最近栗田開敎監督の奔走に依り大谷派にてはいよへ馬山、龍泉、新都内に新布敎所の開設に着手したが、龍泉布敎所は大邱別院の武内輪番が開敎掛となり實地調査を行つた處内鮮戸數一萬餘あり將來充分見込みがあるとのことで先月大派本山の認可を得ていよへ開設に着手したもので近く内麻賢章氏が同布敎所在勤として赴任することになつた。

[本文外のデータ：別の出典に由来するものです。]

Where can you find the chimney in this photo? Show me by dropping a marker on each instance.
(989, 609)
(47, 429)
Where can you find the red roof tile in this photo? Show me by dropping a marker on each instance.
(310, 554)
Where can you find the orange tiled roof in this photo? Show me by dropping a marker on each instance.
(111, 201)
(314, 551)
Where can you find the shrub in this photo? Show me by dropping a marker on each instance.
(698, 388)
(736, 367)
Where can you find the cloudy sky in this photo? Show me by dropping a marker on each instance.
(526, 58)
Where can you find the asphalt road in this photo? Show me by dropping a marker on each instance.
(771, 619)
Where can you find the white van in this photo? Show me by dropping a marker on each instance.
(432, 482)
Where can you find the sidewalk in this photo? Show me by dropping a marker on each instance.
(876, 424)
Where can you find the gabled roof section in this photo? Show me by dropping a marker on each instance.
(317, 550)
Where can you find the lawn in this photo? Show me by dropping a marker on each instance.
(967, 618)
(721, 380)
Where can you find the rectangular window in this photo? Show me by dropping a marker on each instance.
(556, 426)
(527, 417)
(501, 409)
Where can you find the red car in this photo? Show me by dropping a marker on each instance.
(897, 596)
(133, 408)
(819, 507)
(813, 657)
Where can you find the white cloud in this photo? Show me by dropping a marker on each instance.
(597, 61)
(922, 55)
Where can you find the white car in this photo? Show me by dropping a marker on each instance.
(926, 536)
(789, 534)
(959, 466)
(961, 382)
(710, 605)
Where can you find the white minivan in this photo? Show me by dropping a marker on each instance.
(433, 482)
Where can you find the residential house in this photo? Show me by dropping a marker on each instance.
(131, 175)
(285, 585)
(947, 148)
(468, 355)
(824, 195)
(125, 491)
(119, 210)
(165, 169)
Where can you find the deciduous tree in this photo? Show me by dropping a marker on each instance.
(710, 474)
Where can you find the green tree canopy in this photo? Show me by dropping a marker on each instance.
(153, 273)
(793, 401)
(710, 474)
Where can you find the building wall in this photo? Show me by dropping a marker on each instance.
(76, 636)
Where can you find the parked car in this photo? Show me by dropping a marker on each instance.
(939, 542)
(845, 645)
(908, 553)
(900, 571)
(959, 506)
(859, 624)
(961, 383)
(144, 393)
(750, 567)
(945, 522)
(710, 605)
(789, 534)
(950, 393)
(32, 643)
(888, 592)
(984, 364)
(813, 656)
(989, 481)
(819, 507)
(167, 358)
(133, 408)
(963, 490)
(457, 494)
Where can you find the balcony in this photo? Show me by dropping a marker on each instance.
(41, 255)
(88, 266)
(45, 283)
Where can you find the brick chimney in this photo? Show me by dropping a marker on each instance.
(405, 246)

同時に新都内にも布敎所開設の認可があつたが、こゝは古くより論山同朋敎會があり主幹が鮮人金定黙氏であるが、同氏を中心として朝鮮人信者が約一千餘人もあり朝鮮人のみの真宗敎團を形成してゐたが、又同氏は新都内普通學校を經営し校長となつてゐた程であるが、この程金定黙氏は大谷派僧侶として正式に得度をしたので近く開敎使に任ぜられ今春谷大留學を卒へた金滋淵氏と共に主として
青年鮮人伝道に當る筈であるが、坊さんも鮮人信者も鮮人である布敎所は本邦に於ても最初のことであり、湖南線の視察を終へた栗田監督も朝鮮開敎史上の一大エポックとして大いに期待して居る。さらに今後の成績に依り將來いつにても增設し得る準備を整へて居る。尚、金滋淵氏は同地の普通學校敎師をも兼ね最近にては「鮮人佛敎青年會」を創立し大いに活躍中であるが、遠き將來には一邑一ヶ寺の實現も期してゐると。